Our colleagues have continued to make progress in many other fields during this difficult time. Scientists from the University and the U.S. Department of Energy’s Argonne National Laboratory in February entangled photons across a 52-mile network, establishing one of the longest land-based quantum networks in the nation. This summer, the Department of Energy came to campus and cited that important work in unveiling a plan to build a national quantum internet. In August, the White House and the Department of Energy announced two of the nation’s five quantum research centers will be based in the Chicago area, one at Argonne and the other at Fermilab. This is due in part to the pioneering work by the University-based Chicago Quantum Exchange and the University’s Pritzker School of Molecular Engineering, the first school in the nation dedicated to the emerging, fast-growing field of molecular engineering, and one of the nation’s leaders in quantum information sciences.

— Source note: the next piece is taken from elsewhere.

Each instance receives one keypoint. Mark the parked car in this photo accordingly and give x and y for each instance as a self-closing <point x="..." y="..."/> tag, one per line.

An important sign of the University community’s fundamental strength is our continued success in bringing truly remarkable faculty members to Chicago, and this year we are pleased to welcome an exceptional group of new faculty from around the world, representing many disciplines. They include individuals who have built eminent bodies of work over decades, and younger colleagues whose original contributions show great promise. They will join our impressive new and returning students, postdoctoral researchers, and academic appointees in the University’s critical work of research and education.

Despite the extraordinary work and progress that has been made in dealing with the pandemic on campus, the year ahead will pose vital tests. We are confident that together with the full engagement of all members of the University community, we will meet these challenges. We offer our deep thanks and appreciation for the enormous effort our community has already invested toward addressing COVID-19 and supporting the success of this academic year, and thank you for all the work that is still to come.